両親が亡くなって残された実家。相続する人を決めて手続きをしておかないと名義は両親のままです。遺言書があれば相続人はそれにそって決まりますが、ない場合は親族内での話し合いが必要になります。今回は、遺言書がない場合の実家の相続手続きと流れを説明していきます。
相続人を調査しよう
遺言書がない場合の相続は、法律で決められた法定相続人で不動産などの遺産を分割しなければなりません。両親が亡くなって残された実家を相続するならば、まず法定相続人が誰なのかをはっきりさせる必要があります。法定相続人は、財産所有者の配偶者と子供です。子供が亡くなっている場合はその子供の子孫(孫・ひ孫)、子供がいない場合は所有者の親、子供も親もいない場合はその兄弟、兄弟が亡くなっている場合はその子供(甥・姪)が法定相続人となります。
それを調べるためには亡くなった方の戸籍を取得します。出生から死亡までの連続した戸籍謄本が必要です。その方が本籍地を変更したり、結婚・離婚をしたりしているなら、転籍前の戸籍謄本も取得しなければなりません。そのように戸籍を集めて、配偶者や子供などの法定相続人の有無を確定させます。
遺産分割協議を行う
法定相続人が確定したら、その中で相続の分配を話し合いで決めます。これを遺産分割協議と言います。必ずしも配偶者が2分の1、子供が2分の1というような法定相続でなければならない必要はなく、全員が合意できれば相続する割合に決まりはありません。分割方法として、現物分割とは土地・建物は兄が、現金は弟が相続するといった財産ごとに決める方法です。他にも遺産が実家しかない場合、実家を兄が相続し、そのかわり兄が弟に金銭を支払うといった代償分割や、共同で実家を管理する共有分割などがあります。

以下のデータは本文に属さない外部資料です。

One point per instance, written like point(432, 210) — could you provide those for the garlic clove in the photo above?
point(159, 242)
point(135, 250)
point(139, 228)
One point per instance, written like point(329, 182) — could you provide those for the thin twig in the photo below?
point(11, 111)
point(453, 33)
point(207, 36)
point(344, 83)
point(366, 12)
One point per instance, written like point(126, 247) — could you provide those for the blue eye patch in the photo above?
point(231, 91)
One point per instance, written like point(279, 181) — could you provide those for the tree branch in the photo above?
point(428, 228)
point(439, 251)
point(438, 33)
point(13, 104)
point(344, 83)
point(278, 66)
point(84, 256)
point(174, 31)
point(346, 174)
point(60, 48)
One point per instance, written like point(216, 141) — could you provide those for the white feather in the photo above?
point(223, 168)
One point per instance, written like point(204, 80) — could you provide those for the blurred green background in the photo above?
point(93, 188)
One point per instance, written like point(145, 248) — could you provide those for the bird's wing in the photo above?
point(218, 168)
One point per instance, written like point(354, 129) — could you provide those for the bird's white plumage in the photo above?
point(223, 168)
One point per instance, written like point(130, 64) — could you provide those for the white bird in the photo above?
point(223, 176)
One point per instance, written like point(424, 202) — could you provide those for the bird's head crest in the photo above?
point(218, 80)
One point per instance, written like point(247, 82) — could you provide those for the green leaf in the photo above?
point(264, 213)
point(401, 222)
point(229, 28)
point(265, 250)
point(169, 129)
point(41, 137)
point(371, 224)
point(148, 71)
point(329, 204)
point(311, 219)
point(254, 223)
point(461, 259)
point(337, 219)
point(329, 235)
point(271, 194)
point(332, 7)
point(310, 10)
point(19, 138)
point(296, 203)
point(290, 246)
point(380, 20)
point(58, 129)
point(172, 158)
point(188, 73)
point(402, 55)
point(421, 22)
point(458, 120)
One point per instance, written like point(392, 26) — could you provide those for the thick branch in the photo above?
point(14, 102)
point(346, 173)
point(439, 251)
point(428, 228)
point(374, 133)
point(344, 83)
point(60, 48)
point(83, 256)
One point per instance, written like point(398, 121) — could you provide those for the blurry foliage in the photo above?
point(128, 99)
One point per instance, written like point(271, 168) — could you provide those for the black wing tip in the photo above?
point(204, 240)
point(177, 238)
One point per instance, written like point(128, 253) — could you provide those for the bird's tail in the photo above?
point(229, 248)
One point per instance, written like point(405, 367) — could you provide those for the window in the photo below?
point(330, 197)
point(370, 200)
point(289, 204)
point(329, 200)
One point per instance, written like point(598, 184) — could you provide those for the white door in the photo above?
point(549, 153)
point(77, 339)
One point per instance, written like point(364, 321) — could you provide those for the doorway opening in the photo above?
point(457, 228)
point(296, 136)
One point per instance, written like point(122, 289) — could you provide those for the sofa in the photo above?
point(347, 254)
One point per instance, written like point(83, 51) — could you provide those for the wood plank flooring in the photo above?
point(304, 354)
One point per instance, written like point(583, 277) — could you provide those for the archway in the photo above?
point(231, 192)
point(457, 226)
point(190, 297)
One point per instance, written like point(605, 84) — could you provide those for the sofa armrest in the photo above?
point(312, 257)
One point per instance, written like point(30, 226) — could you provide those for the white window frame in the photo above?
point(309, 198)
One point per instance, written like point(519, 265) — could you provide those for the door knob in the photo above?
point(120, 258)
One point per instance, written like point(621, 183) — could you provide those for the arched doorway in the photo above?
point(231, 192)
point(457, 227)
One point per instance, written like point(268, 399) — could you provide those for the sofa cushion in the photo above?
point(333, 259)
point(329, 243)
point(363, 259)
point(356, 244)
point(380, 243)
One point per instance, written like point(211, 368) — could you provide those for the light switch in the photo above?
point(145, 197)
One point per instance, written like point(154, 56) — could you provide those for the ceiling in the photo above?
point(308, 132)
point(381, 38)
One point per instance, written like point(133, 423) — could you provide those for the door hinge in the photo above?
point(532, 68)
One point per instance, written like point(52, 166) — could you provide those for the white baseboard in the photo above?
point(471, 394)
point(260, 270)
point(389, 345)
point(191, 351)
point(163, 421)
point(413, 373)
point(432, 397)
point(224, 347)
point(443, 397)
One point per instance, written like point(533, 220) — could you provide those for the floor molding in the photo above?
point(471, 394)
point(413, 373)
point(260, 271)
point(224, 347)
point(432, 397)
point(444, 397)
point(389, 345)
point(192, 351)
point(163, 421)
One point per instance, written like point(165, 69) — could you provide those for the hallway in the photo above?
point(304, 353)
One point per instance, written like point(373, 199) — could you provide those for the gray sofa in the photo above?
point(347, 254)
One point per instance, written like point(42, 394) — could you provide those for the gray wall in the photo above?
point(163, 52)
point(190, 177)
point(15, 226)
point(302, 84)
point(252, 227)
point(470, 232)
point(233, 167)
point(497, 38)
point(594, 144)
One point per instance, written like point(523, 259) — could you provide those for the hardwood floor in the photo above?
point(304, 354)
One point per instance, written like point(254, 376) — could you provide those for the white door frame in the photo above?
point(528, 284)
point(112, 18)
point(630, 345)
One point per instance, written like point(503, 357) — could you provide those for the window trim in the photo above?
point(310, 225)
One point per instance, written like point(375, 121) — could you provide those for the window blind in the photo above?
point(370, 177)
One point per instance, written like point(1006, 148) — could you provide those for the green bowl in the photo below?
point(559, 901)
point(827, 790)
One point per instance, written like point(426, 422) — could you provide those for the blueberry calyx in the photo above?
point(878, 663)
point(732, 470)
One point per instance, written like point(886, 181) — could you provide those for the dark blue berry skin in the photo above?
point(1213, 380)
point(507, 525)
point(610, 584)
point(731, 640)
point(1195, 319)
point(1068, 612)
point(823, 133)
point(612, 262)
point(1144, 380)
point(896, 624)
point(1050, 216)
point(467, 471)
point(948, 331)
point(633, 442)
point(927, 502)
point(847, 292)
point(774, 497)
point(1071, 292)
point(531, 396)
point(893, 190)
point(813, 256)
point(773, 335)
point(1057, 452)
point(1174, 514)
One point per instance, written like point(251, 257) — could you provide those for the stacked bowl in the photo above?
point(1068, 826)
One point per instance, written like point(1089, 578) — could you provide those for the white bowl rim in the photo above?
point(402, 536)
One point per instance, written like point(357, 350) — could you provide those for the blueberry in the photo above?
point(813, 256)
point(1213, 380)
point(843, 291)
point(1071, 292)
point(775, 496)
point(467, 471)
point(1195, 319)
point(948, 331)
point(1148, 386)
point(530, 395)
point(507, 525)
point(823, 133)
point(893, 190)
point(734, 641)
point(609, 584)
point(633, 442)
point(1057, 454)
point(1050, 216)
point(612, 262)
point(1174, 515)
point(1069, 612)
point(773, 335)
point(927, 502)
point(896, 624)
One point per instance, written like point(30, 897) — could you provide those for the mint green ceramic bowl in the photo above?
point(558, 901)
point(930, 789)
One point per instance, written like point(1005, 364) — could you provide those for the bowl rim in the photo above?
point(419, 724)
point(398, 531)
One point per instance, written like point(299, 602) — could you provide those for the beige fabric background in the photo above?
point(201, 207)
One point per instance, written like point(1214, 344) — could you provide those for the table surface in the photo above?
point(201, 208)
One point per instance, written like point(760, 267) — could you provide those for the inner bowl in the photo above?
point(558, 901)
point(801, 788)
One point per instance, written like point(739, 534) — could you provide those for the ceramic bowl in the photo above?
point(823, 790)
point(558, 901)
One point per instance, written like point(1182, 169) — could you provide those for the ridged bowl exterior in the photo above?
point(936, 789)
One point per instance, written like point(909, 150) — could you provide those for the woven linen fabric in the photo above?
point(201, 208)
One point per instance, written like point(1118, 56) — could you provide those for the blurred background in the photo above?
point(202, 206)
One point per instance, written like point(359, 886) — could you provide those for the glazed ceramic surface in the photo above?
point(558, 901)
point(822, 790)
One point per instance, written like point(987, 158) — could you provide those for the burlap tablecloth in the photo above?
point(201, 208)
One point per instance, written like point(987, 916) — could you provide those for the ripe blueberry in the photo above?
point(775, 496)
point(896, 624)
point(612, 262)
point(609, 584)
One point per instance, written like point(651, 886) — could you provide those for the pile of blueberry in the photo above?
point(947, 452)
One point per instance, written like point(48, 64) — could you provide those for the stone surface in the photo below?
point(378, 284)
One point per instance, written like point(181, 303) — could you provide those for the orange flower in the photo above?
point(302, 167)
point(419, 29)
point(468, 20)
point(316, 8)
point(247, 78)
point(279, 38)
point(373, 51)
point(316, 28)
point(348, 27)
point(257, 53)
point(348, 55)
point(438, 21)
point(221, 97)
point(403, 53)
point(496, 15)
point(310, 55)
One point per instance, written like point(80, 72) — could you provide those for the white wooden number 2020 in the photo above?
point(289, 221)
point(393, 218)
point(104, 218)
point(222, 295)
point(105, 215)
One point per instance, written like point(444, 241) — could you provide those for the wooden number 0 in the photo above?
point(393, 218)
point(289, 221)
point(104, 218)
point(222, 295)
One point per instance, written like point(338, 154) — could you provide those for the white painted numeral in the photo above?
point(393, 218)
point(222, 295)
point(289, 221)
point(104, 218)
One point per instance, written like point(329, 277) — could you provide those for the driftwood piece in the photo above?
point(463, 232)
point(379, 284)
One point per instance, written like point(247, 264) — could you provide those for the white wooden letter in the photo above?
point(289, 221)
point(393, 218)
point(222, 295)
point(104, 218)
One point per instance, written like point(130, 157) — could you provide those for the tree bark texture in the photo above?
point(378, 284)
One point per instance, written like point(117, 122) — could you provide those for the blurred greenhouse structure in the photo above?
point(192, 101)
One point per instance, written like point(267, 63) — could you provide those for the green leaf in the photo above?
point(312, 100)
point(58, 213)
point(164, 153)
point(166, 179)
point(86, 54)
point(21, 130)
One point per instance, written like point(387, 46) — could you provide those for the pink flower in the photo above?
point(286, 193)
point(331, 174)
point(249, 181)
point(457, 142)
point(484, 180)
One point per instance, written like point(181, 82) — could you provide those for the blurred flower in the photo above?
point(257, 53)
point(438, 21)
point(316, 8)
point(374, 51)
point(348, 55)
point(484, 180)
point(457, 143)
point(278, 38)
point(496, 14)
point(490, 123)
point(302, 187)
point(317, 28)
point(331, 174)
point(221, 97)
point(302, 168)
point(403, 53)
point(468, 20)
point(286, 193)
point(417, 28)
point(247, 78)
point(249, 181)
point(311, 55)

相続が決まったら、遺産分割協議書を作成します。遺産分割協議の内容をまとめて、協議内容に合意したとして法定相続人全員の署名・捺印が必要です。
登記申請手続き
最後に登記申請の手続きをします。これは実家のある地域を管轄する法務局へ行って必要書類を提出し、実家の名義を相続人へ変更する手続きです。必要書類は、上記で取得した被相続人(亡くなった方)の出生から死亡までの戸籍謄本、被相続人の住所の市区町村役場で取得する住民票の除票が必要です。相続人関連の書類は、相続人全員の戸籍謄本、遺産分割協議書、相続人全員の印鑑証明です。相続する実家の書類としては、不動産の固定資産評価証明書、不動産の全部事項証明書、相続登記申請書となります。
必要書類がとても多いですが、役所ごとに分ければそれほどでもありません。法定相続人関連の書類は各自で取得してもらえばいいですし、不動産関係書類は管轄の法務局で揃えることができます。
もめるようなら売却も検討しよう
実家の相続手続きは、司法書士などの専門家に依頼する方もいますが、個人でも十分手続き可能です。大変なのは、法定相続人を調べて相続人を決める過程でしょう。遺言書があったり、すんなり決まればいいですが、もし相続人が決まらずもめることになるなら、潔く実家を売却して売却金を分配することも検討しましょう。